The name of the file visited in this buffer, or nil. This is the value of the buffer-local variable buffer-file-name (see Buffer File Name).

undo_list
backed_up
auto_save_file_name
auto_save_file_format
read_only
file_format
file_truename
invisibility_spec
display_count
display_time

These fields store the values of Lisp variables that are automatically buffer-local (see Buffer-Local Variables), whose corresponding variable names have the additional prefix buffer- and have underscores replaced with dashes. For instance, undo_list stores the value of buffer-undo-list.

mark

The mark for the buffer. The mark is a marker, hence it is also included on the list markers. See The Mark.

local_var_alist

The association list describing the buffer-local variable bindings of this buffer, not including the built-in buffer-local bindings that have special slots in the buffer object. (Those slots are omitted from this table.) See Buffer-Local Variables.

major_mode

Symbol naming the major mode of this buffer, e.g., lisp-mode.

mode_name

Pretty name of the major mode, e.g., "Lisp".

keymap
abbrev_table
syntax_table
category_table
display_table

These fields store the buffer’s local keymap (see Keymaps), abbrev table (see Abbrev Tables), syntax table (see Syntax Tables), category table (see Categories), and display table (see Display Tables).

downcase_table
upcase_table
case_canon_table

These fields store the conversion tables for converting text to lower case, upper case, and for canonicalizing text for case-fold search. See The Case Table.

minor_modes

An alist of the minor modes of this buffer.

pt_marker
begv_marker
zv_marker

These fields are only used in an indirect buffer, or in a buffer that is the base of an indirect buffer.
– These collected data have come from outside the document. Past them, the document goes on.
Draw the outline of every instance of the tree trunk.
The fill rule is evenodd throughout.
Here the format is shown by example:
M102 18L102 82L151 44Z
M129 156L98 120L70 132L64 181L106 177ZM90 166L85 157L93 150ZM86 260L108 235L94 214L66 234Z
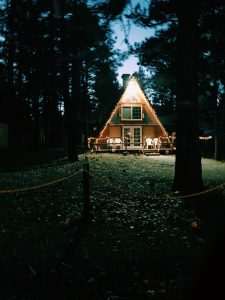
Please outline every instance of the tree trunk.
M8 131L8 145L9 152L13 153L18 150L19 146L19 135L18 135L18 124L17 124L17 97L15 95L15 78L14 78L14 60L15 60L15 8L16 4L14 1L7 1L7 37L6 42L8 45L8 56L7 56L7 85L9 88L9 131Z
M81 151L82 135L83 135L83 105L81 99L81 62L79 58L75 58L72 65L72 95L69 101L69 124L70 133L68 136L68 146L70 146L70 153L73 159L78 160L78 154Z
M88 118L89 118L89 96L88 96L88 65L83 64L83 136L82 136L82 148L88 150Z
M63 99L64 99L64 122L66 129L66 147L68 160L71 162L78 161L77 137L76 137L76 106L74 97L74 82L72 82L72 96L69 93L71 83L69 82L69 62L66 49L66 24L64 20L65 3L62 0L53 0L54 16L58 18L61 39L61 73L63 80ZM74 70L74 66L72 68ZM74 75L74 73L73 73Z
M177 1L176 162L173 189L203 188L198 128L198 27L200 1Z
M218 83L215 81L211 87L211 97L213 101L213 126L214 126L214 159L219 160L218 151L218 109L217 109L217 98L218 98Z
M39 102L38 96L33 95L33 143L32 146L34 149L39 149L41 145L40 139L40 115L39 115Z

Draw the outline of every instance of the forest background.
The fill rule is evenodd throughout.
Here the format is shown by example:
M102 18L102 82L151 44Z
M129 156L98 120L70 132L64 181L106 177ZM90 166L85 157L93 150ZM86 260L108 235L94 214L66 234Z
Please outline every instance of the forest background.
M66 146L69 160L77 160L121 95L119 64L135 54L156 112L176 118L167 128L177 132L174 185L190 190L176 177L187 173L187 182L198 174L190 185L201 188L199 135L213 136L211 156L225 153L225 5L146 3L1 1L0 122L8 124L8 155ZM129 53L113 47L112 21L124 18L155 31Z

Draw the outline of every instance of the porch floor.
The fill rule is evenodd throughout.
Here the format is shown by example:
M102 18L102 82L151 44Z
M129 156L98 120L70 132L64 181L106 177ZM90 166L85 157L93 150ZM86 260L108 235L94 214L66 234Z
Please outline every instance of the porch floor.
M93 150L94 153L138 153L138 154L145 154L145 155L160 155L160 154L174 154L174 150L170 148L161 148L157 149L98 149Z

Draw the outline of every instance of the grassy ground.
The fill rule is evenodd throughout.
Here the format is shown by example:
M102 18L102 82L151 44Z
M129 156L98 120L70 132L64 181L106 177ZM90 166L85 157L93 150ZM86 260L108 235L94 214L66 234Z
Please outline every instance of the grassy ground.
M175 198L172 156L88 157L90 223L81 218L84 155L70 164L64 151L46 151L2 165L0 189L74 176L0 194L0 299L197 299L206 288L221 291L214 268L224 263L224 193ZM224 164L204 160L203 178L222 183Z

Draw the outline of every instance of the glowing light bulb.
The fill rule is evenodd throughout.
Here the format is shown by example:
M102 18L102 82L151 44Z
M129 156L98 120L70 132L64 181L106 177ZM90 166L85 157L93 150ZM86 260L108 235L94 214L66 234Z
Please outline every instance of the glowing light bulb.
M130 80L127 86L127 96L131 97L137 94L138 86L135 81Z

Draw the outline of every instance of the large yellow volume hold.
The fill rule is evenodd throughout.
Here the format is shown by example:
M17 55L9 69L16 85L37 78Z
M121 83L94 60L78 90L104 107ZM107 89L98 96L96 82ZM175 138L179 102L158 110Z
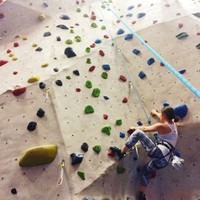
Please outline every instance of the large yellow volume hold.
M28 83L35 83L40 80L39 76L32 76L28 79Z
M57 155L57 145L37 146L27 149L19 160L21 167L33 167L51 163Z

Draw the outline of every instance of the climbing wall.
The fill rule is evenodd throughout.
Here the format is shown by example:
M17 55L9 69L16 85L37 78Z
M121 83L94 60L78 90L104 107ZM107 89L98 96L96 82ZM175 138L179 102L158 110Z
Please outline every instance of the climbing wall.
M0 4L2 200L135 199L146 153L138 144L118 161L107 151L167 104L187 108L177 144L185 165L160 170L147 198L200 198L198 0ZM24 151L50 144L52 163L19 166ZM72 154L82 161L72 165Z

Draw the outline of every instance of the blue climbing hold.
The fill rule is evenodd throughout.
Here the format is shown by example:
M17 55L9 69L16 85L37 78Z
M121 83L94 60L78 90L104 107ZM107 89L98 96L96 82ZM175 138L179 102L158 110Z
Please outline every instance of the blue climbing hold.
M128 13L128 14L126 15L126 17L132 17L132 16L133 16L132 13Z
M146 14L145 13L138 13L137 18L142 18L144 17Z
M129 34L125 35L124 39L125 40L131 40L131 39L133 39L133 34L129 33Z
M134 8L134 6L129 6L128 10L132 10Z
M140 54L140 50L138 50L138 49L133 49L133 51L132 51L135 55L138 55L138 54Z
M138 74L138 76L143 79L146 77L146 74L143 71L140 71L140 73Z
M188 107L185 104L177 105L174 107L175 115L179 118L184 118L187 115Z
M138 158L137 156L133 156L133 160L136 161Z
M102 41L100 39L95 40L95 44L100 44Z
M141 121L137 121L137 125L138 126L142 126L142 122Z
M155 62L154 58L150 58L149 60L147 60L148 65L152 65L154 62Z
M120 132L120 133L119 133L119 137L120 137L120 138L125 138L125 133Z
M169 103L163 102L163 107L169 106Z
M109 97L108 97L108 96L103 96L103 98L104 98L105 100L108 100L108 99L109 99Z
M117 31L117 35L121 35L121 34L123 34L125 31L123 30L123 29L119 29L118 31Z
M180 71L178 71L180 74L184 74L186 72L186 69L182 69Z
M110 65L109 64L103 64L102 65L102 68L106 71L109 71L110 70Z

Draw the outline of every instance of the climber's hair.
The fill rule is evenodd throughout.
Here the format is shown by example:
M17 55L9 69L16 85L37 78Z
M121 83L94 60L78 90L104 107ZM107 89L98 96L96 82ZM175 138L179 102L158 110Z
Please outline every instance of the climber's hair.
M174 121L174 122L179 121L179 117L176 116L175 111L172 107L165 106L165 107L162 108L161 112L166 115L168 120L171 120L171 121Z

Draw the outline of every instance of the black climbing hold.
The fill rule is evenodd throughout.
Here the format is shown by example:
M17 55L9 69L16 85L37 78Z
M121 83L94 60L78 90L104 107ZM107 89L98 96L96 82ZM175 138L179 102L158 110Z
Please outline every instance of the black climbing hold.
M73 71L73 74L76 75L76 76L80 75L80 73L79 73L79 71L77 69Z
M40 83L39 83L39 87L40 87L40 89L44 89L44 88L46 87L46 85L45 85L45 83L40 82Z
M72 162L72 165L80 164L83 160L84 154L83 153L72 153L70 155Z
M34 131L37 127L37 123L36 122L29 122L28 126L27 126L27 129L29 131Z
M61 15L60 18L63 19L63 20L68 20L68 19L70 19L68 15Z
M196 12L193 14L195 17L199 17L200 18L200 12Z
M129 34L125 35L124 39L125 40L131 40L131 39L133 39L133 34L129 33Z
M61 37L60 37L60 36L56 37L56 40L57 40L58 42L60 42L60 41L61 41Z
M140 50L138 50L138 49L133 49L133 51L132 51L135 55L138 55L139 53L140 53Z
M63 24L59 24L59 25L57 25L56 27L61 28L61 29L64 29L64 30L67 30L67 29L68 29L67 26L65 26L65 25L63 25Z
M38 47L35 51L42 51L42 48Z
M75 57L76 56L76 54L74 53L74 51L72 50L72 48L71 47L67 47L66 49L65 49L65 55L68 57L68 58L71 58L71 57Z
M88 149L89 149L89 146L86 142L84 142L82 145L81 145L81 149L84 151L84 152L87 152Z
M54 71L54 72L58 72L59 69L58 69L58 68L54 68L53 71Z
M140 73L138 74L138 76L143 79L146 77L146 74L143 71L140 71Z
M108 96L103 96L103 98L104 98L105 100L108 100L108 99L109 99L109 97L108 97Z
M44 117L45 111L42 108L39 108L39 110L37 111L37 116L38 117Z
M12 193L12 194L17 194L16 188L12 188L12 189L11 189L11 193Z
M62 81L61 81L61 80L56 80L56 85L62 86L62 85L63 85L63 84L62 84Z
M150 58L149 60L147 60L147 64L151 65L155 62L154 58Z
M50 36L50 35L51 35L50 32L45 32L43 36L44 36L44 37L48 37L48 36Z

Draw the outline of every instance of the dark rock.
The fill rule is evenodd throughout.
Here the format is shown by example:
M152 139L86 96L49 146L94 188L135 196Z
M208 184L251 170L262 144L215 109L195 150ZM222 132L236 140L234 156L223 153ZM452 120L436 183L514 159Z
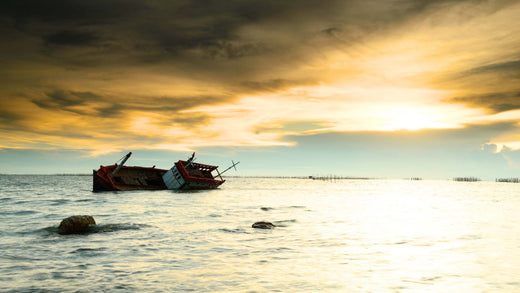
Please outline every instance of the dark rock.
M274 227L276 226L271 222L256 222L253 224L253 228L257 229L273 229Z
M260 209L261 209L262 211L266 211L266 212L267 212L267 211L272 210L273 208L269 208L269 207L261 207Z
M58 233L81 234L89 232L94 226L96 226L96 221L94 221L92 216L71 216L61 221L58 227Z

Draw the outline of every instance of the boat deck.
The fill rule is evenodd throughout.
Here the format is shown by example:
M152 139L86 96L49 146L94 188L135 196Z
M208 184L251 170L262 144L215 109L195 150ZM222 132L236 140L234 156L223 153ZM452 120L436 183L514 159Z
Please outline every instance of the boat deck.
M112 176L114 183L118 186L126 185L129 187L159 187L164 188L162 175L165 170L159 169L134 169L132 167L121 168L116 175Z

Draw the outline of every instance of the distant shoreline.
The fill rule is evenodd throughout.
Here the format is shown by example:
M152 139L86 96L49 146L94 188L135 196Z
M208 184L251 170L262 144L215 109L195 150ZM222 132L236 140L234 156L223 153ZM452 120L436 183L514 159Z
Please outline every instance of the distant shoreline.
M0 176L92 176L92 174L3 174Z
M0 176L92 176L92 174L74 174L74 173L57 173L57 174L5 174L0 173ZM422 181L422 180L446 180L454 182L497 182L497 183L520 183L520 178L495 178L495 179L480 179L477 177L454 177L444 179L423 179L420 177L407 177L407 178L387 178L387 177L356 177L356 176L225 176L225 178L257 178L257 179L306 179L306 180L318 180L318 181L336 181L336 180L410 180L410 181Z

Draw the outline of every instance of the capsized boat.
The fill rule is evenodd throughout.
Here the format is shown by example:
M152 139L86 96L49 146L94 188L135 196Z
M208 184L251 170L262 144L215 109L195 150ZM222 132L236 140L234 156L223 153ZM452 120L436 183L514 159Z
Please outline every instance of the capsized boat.
M184 161L177 161L169 170L153 167L124 166L132 152L118 165L100 166L93 170L93 191L213 189L225 180L222 174L236 165L219 172L218 166L195 163L195 153ZM213 172L216 172L214 175Z

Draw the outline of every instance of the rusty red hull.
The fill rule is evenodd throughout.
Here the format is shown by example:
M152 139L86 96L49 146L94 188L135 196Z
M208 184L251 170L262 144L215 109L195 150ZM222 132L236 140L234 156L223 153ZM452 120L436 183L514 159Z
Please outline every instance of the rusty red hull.
M112 175L117 165L101 166L92 174L93 191L166 189L162 175L167 170L153 167L123 166Z
M163 180L168 189L213 189L225 182L217 168L180 160L163 175ZM213 176L212 172L216 172L217 176Z
M218 173L218 166L188 161L178 161L172 169L155 167L122 166L113 174L117 165L100 166L92 174L93 191L163 190L163 189L214 189L225 180ZM216 177L212 172L218 173ZM166 183L165 183L166 179Z

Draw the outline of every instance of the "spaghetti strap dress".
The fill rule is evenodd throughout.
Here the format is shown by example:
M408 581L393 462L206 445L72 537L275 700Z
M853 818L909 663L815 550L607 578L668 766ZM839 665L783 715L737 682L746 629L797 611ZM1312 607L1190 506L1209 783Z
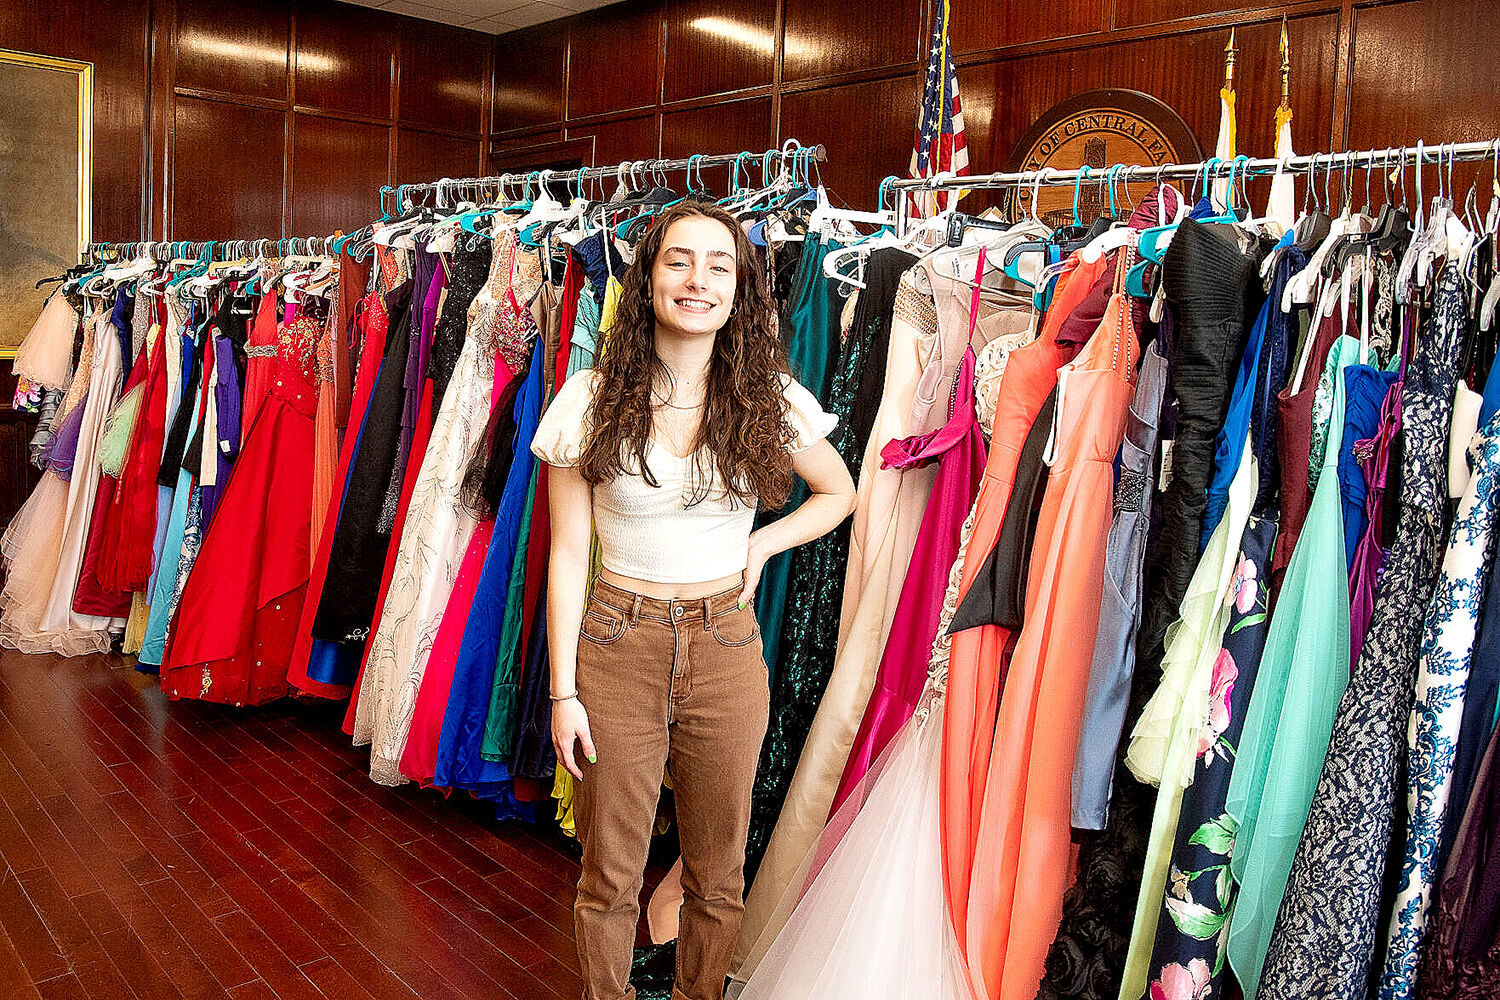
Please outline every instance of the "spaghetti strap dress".
M969 885L969 967L980 996L1033 1000L1062 919L1073 757L1103 597L1114 460L1135 395L1139 345L1124 293L1131 256L1117 255L1103 321L1057 372L1025 621L1000 697Z
M1058 368L1070 359L1071 352L1057 343L1057 329L1072 307L1088 293L1096 271L1103 267L1102 257L1094 268L1078 263L1076 258L1070 259L1058 278L1052 311L1044 321L1041 336L1012 351L1006 362L990 453L975 500L974 531L959 578L960 601L999 540L1021 450L1037 414L1057 386ZM1095 611L1097 616L1097 608ZM960 948L966 943L969 880L974 870L980 806L994 741L995 707L1010 639L1011 630L1000 625L964 629L953 634L949 656L939 826L943 886Z

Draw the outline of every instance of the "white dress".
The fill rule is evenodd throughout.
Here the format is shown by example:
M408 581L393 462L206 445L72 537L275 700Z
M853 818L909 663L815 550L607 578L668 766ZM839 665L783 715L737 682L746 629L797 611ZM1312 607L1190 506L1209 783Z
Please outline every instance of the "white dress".
M938 826L947 631L973 530L971 509L916 714L797 868L771 914L779 933L767 931L740 964L748 981L738 1000L974 997L943 892Z

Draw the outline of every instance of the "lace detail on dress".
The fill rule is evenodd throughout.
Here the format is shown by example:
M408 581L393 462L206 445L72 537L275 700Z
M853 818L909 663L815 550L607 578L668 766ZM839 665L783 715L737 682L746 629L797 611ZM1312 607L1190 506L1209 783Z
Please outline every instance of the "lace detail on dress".
M443 298L442 313L432 334L432 348L427 361L432 379L433 406L440 407L453 369L463 351L469 330L469 306L490 273L494 248L483 236L470 235L462 240L446 261L448 291Z
M985 440L994 434L995 402L1000 398L1000 379L1010 352L1036 339L1036 323L1022 333L1001 334L979 349L974 359L974 412Z
M902 275L891 311L897 319L914 327L921 338L937 336L937 304L932 301L932 296L917 290L910 274Z
M527 303L542 287L536 254L523 252L509 230L494 239L489 280L469 306L469 336L492 347L513 372L526 366L536 321Z
M1121 469L1120 481L1115 484L1115 514L1144 510L1150 489L1151 479L1145 473Z
M1442 549L1447 428L1466 316L1462 279L1438 279L1407 369L1401 512L1368 634L1339 701L1328 753L1292 861L1257 996L1364 996L1425 610ZM1387 972L1389 975L1389 972Z
M953 624L953 616L958 613L958 590L963 581L964 557L969 551L969 537L974 534L974 515L978 510L979 498L976 496L969 507L969 516L964 518L963 527L958 532L958 555L948 568L948 589L943 591L943 610L938 614L937 638L932 642L932 658L927 661L927 685L917 699L916 715L924 722L941 703L948 690L948 658L953 653L953 636L948 634L948 627Z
Each holds a marker that records pt, begv, and zv respectively, for this buffer when the buffer is not current.

mode_line_format
header_line_format
case_fold_search
tab_width
fill_column
left_margin
auto_fill_function
truncate_lines
word_wrap
ctl_arrow
bidi_display_reordering
bidi_paragraph_direction
selective_display
selective_display_ellipses
overwrite_mode
abbrev_mode
mark_active
enable_multibyte_characters
buffer_file_coding_system
cache_long_line_scans
point_before_scroll
left_fringe_width
right_fringe_width
fringes_outside_margins
scroll_bar_width
indicate_empty_lines
indicate_buffer_boundaries
fringe_indicator_alist
fringe_cursor_alist
scroll_up_aggressively
scroll_down_aggressively
cursor_type
cursor_in_non_selected_windows

These fields store the values of Lisp variables that are automatically buffer-local (see Buffer-Local Variables), whose corresponding variable names have underscores replaced with dashes. For instance, mode_line_format stores the value of mode-line-format.

overlays

The interval tree containing this buffer’s overlays.

last_selected_window

This is the last window that was selected with this buffer in it, or nil if that window no longer displays this buffer.